Analysis of Clinicopathologic Factors and KRAS Gene Mutation in Epithelial Ovarian Cancer Outcomes

Abstract

BACKGROUND: Raise of ovarian cancer mortality is caused by high ovarian cancer recurrence. This is related to many prognostic factors. Kirsten-rat sarcoma virus oncogene (KRAS) is a proto-oncogene that regulates proliferation, growth and cell motility. The controversy of some experts regarding KRAS mutations in the prognosis of ovarian cancer makes it interesting to analyze.
 AIM: The aim of this study is to clarify whether the clinicopathologic factors and KRAS gene mutation affect the recurrence of patients with ovarian cancer in Indonesia.
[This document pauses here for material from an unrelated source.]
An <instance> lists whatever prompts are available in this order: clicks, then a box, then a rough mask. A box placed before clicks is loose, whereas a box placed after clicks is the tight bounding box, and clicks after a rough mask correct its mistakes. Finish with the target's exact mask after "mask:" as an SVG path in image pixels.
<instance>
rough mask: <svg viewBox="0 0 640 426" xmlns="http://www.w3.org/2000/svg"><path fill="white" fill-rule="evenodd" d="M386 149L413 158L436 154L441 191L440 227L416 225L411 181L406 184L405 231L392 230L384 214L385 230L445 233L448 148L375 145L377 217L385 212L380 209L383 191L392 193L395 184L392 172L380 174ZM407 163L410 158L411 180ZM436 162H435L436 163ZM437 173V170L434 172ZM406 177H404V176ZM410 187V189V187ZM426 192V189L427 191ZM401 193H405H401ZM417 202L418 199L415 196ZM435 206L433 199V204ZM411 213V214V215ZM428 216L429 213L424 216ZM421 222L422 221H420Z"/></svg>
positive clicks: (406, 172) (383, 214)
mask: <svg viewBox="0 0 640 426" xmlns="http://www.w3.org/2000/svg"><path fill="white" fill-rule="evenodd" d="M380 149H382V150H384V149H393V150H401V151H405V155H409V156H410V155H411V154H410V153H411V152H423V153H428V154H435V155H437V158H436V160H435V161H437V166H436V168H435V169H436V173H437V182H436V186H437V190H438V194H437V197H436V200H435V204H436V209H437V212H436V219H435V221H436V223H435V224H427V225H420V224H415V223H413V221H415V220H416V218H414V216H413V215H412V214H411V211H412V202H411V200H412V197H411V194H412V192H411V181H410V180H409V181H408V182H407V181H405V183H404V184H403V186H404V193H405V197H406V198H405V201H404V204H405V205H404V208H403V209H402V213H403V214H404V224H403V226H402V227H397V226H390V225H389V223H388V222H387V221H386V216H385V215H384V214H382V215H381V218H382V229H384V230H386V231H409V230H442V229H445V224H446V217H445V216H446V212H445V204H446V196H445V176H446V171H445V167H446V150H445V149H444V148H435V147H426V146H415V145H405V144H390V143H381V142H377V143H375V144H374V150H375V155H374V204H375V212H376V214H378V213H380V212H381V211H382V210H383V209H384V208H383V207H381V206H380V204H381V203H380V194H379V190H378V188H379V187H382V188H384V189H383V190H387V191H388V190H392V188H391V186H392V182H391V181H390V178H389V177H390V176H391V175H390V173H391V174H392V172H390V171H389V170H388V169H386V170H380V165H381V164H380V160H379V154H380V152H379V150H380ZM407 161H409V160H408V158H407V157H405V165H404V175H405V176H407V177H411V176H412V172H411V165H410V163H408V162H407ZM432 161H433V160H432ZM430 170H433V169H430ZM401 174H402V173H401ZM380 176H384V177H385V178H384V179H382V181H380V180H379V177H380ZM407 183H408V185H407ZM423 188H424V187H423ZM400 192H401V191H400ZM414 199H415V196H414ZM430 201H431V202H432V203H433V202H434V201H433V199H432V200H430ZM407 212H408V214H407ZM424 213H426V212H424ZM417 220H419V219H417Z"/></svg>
 METHODS: The authors conducted a retrospective cohort study. Clinicopathological factors and prognoses were obtained for 205 patients who were histopathologically diagnosed with epithelial ovarian cancer or ovarian borderline malignant tumor, operated from June 2015 to January 2019 at Dr. M. Djamil General Hospital. We gathered 80 patients who were diagnosed with epithelial ovarian cancer since June 2015 until January 2019. These cases were analyzed after 2-year follow-up or recurrence occurred. Survival rate was determined using the Kaplan–Meier method and examined by Log rank test. All analyses were performed using STATA ver. 12.0, with p < 0.05 considered to be significant.
 RESULTS: Among KRAS mutation group, the 2-year disease free survival rate (2y-DFS) was 31.56% and 47.58% in non-mutation group with significant differences between mutation and non-mutation (p = 0.02). There was a significant difference between early stage ovarian cancer with non-mutation group and advanced stages ovarian cancer with mutation group (p = 0.00). Among combination staging with mutation group, the 2y-DFS was 85.79% in early stage ovarian cancer with non-mutation, 44.44% in early stage with mutation, 10.65% in advanced stage with non-mutation, and 20.00% in advanced stage with mutation.
 CONCLUSION: The results suggest that staging and KRAS mutation are the most influence prognostic factors for epithelial ovarian cancer. There was a discrepancy of prognosis by staging and mutation between early stage with non-mutation and advanced stage with KRAS mutation.